New Reformatting Projects Librarian

Marian Smith
University of Houston Libraries is pleased to welcome Marian Smith as the new reformatting projects librarian.
Please describe your role. How does your work align with the student success and research productivity focus of the University?
In the Preservation and Reformatting Department (PARD), I work on project planning for the reformatting aspect. This means my focus is on planning and coordination with other departments, the how-to bits, and troubleshooting that goes into taking an item and making it a digital object. The reformatting process assists in preservation by extending the life of our resources and connecting UH students and researchers to the information they need to further their research.
Please share a bit about your background and professional interests. How do these inspire and shape your approach as a librarian?
I earned my bachelor’s degree in Supply Chain Management here at the University of Houston, and soon learned that my interest in the field was information dissemination and not so much business. After that realization, I then enrolled at the University of North Texas and earned my master’s degree in Library Science, with a focus in Archival Studies and Imaging Technology. After graduating with my master’s, I came back to campus on a contract position as a digital technician, and worked on the Thesis and Dissertation Digitization project. Once my contract wrapped up, I took a pitstop as a librarian on the digitization team at Houston Public Library before making my way to this position.
My interest in how information is delivered has really shaped how I approach reformatting, and has fascinated me with how reformatting can both preserve and enhance the viewing of an object. There are both opportunities to provide additional accessibility tools (additional descriptions, optical character recognition [OCR], and such) and challenges regarding what is lost in the reformatting of an object (a loss of digital or physical manipulation, the question of how much can you do before it’s an entirely new object, and similar thoughts).
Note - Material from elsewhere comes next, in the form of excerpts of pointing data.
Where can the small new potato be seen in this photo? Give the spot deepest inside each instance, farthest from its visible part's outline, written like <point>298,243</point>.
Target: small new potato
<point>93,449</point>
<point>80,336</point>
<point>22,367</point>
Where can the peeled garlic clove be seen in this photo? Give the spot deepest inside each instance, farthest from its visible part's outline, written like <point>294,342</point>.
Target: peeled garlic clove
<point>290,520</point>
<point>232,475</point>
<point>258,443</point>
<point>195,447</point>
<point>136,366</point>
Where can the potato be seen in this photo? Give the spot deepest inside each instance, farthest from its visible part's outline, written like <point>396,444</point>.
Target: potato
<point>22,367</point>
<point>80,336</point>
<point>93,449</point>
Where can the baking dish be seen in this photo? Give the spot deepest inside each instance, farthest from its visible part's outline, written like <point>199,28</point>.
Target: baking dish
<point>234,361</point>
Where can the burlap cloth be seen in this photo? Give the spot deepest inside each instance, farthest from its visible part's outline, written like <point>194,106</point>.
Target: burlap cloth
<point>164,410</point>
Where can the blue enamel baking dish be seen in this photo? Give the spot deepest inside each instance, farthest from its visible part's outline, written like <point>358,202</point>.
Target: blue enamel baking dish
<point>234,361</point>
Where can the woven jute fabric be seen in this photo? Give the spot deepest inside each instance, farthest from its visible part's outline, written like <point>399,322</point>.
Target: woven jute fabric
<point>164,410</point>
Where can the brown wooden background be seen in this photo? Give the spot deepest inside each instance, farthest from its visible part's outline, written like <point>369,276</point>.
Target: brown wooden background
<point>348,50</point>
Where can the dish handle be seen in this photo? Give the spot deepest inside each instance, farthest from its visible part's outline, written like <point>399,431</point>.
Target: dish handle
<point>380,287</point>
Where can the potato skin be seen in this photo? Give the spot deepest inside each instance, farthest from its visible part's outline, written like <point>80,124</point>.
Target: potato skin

It is a topic with no clear-cut lines or standard answer, but is something I keep in mind.
What are one or two things you’d like faculty, students, and scholars to know about the function/purpose of preservation and reformatting?
Preservation and reformatting at the heart of it is a series of tasks done to extend the life of both physical and digital objects. Reformatting can be viewed as a set of processes underneath the preservation umbrella, adding an additional form to the original object; think taking a century old book and after carefully scanning each page, stitching it together into a PDF that you can read. For researchers, a PDF grants easier access to the book’s contents without the need to pull the book from storage and flip through in person.
The next question someone may have is ‘why keep the book if we have a reformatted version of it?’ The book itself may be of use in the future for research not related to the words of the book, such as swabbing for fiber content that will expound on binding practices of the area in which the book was printed. Maybe a closer in-person examination can lead to a new discovery.